By Sarah Marsh and Sabine Siebold
BERLIN (Reuters) – Germany will expand its military presence in the Indo-Pacific by sending more warships and joining drills with allies as it keeps an eye on the “enormous” build-up of China’s armed forces, the German defence chief told Reuters.
Germany is joining other Western nations in showing more muscle in the region amid growing alarm over Beijing’s territorial ambitions.
Last year, Berlin sent its first warship in almost 20 years to the disputed waters of the South China Sea – at the risk of irking its top trade partner – and this month it sent 13 military aircraft to joint exercises in Australia.
General Eberhard Zorn told Reuters the Bundeswehr planned on sending troops to participate in training exercises in Australia next year, while the navy would send a fleet of several more ships to the region in 2024.
“This is how we want to consolidate our presence in the region,” Zorn said in an interview at the defence ministry in Berlin.
Germany has historically been more timid in its security policy than its allies due to its role in two world wars, focusing more on trade in its international relations – with China’s rapid economic expansion driving its own growth and the country becoming its top trade partner in 2016.
But partners have in recent years called on Germany to show more leadership, inkeeping with its might as Europe’s largest economy and most populous country.
In 2020, Berlin published a new Indo-Pacific strategy with a focus on strengthening alliances with democracies in the region, marking a turning point. Then German Chancellor Olaf Scholz in February pledged a dramatic hike in spending on the military after Russia’s invasion of Ukraine.
Tensions in the Indo-Pacific are running especially high at the moment after China carried out its largest-ever military drills around democratically-governed Taiwan, which it claims as its own territory, at the start of August.
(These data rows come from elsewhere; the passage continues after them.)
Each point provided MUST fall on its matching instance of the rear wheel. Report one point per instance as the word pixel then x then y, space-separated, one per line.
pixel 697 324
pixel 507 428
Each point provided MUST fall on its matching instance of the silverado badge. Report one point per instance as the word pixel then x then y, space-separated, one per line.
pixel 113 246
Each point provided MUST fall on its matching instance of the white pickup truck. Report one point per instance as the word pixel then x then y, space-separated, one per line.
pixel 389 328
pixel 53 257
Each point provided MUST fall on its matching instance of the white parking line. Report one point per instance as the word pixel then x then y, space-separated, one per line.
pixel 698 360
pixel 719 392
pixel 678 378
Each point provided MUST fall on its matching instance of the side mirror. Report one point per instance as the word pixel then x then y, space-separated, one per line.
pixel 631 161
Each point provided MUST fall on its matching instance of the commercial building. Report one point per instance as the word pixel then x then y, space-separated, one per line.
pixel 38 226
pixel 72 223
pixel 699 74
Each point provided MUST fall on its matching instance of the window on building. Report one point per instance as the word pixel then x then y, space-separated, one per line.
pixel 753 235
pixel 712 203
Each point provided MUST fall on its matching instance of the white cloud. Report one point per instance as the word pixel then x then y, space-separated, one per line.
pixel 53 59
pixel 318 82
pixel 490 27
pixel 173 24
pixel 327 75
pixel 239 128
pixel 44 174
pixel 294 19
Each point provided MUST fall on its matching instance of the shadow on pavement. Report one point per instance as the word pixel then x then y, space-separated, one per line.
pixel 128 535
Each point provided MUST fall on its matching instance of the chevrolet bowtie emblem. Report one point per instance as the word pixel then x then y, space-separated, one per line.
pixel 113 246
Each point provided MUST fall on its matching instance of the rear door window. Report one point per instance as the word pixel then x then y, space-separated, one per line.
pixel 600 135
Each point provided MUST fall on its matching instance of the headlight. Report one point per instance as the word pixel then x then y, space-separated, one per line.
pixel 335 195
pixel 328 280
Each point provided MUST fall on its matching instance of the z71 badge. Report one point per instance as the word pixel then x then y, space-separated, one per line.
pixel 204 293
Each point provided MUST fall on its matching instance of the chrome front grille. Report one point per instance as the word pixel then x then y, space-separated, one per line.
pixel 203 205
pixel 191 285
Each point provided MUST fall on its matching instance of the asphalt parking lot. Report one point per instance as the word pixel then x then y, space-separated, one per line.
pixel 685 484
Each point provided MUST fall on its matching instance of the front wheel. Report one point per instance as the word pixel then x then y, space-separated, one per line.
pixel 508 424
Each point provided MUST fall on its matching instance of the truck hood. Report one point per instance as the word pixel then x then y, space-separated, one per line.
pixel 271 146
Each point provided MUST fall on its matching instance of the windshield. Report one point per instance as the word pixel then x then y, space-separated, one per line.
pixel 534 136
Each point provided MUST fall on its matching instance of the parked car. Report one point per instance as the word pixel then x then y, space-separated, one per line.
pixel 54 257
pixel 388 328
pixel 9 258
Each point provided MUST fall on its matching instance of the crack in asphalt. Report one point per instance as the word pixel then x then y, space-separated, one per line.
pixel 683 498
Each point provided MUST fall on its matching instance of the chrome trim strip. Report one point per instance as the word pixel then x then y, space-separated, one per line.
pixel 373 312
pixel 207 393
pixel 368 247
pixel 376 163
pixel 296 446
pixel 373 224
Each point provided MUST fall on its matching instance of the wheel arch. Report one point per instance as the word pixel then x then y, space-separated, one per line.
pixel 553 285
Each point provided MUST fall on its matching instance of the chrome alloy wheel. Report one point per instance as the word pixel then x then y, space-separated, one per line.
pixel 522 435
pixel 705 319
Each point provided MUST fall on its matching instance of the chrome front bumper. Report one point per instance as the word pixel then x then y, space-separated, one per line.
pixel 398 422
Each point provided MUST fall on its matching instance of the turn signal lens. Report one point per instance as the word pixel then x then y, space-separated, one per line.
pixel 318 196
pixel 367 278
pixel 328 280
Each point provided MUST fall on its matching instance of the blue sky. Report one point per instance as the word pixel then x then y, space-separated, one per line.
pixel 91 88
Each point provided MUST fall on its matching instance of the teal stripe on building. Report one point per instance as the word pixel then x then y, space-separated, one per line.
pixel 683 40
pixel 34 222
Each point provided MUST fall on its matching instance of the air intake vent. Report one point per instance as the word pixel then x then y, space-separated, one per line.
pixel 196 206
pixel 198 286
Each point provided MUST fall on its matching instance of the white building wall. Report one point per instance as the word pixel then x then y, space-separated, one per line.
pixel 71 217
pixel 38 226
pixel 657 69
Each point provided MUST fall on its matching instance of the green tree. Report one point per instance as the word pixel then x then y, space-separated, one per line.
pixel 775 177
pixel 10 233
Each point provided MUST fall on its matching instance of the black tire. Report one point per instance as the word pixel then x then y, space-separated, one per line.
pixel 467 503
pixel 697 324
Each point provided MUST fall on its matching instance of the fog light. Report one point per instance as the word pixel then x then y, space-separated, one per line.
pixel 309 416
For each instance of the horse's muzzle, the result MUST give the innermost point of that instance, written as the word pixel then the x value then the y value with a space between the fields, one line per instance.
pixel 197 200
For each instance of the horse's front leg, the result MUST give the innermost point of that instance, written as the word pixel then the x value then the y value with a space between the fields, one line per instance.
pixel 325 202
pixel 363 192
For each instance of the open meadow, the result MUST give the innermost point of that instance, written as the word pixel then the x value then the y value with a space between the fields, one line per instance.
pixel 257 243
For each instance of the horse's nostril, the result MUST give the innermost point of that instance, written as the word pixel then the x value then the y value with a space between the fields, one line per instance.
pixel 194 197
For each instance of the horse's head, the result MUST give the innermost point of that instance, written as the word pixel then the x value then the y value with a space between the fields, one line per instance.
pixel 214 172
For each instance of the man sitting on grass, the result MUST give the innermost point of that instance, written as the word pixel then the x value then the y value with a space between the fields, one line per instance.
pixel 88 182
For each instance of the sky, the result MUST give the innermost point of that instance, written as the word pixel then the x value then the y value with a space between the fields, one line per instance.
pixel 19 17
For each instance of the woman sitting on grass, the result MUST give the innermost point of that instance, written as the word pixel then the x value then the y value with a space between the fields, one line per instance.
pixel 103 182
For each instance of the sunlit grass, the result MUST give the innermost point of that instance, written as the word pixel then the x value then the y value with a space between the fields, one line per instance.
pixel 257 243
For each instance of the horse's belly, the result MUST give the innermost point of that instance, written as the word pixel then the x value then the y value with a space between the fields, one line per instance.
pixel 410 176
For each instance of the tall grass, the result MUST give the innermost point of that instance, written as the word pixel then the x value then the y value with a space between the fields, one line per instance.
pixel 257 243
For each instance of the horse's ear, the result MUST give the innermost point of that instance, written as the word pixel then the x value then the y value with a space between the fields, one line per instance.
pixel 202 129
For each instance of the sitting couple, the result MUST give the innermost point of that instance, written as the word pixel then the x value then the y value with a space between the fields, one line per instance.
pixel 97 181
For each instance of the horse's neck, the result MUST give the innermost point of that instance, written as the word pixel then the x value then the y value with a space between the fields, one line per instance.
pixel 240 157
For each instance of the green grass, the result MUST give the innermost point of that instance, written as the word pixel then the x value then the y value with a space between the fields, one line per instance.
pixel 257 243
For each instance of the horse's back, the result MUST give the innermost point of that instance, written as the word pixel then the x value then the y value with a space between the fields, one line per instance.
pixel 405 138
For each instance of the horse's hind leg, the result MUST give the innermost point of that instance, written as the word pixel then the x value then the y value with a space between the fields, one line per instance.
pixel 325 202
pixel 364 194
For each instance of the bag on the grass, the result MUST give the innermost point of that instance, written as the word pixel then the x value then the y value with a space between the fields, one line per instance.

Asked whether Germany might send a warship sailing through the Taiwan Strait as has the United States, Zorn said it was a sensitive matter decided upon at the highest political level.
“We do not want to provoke anyone with our presence but rather send a strong sign of solidarity with our allies,” he said. “We stand for the freedom of navigation and the safeguarding of international norms.”
Zorn said China’s military strength once lay in its number of soldiers; now its armed forces were also getting technologically well equipped.
“We are observing an enormous buildup of Chinese forces,” he said.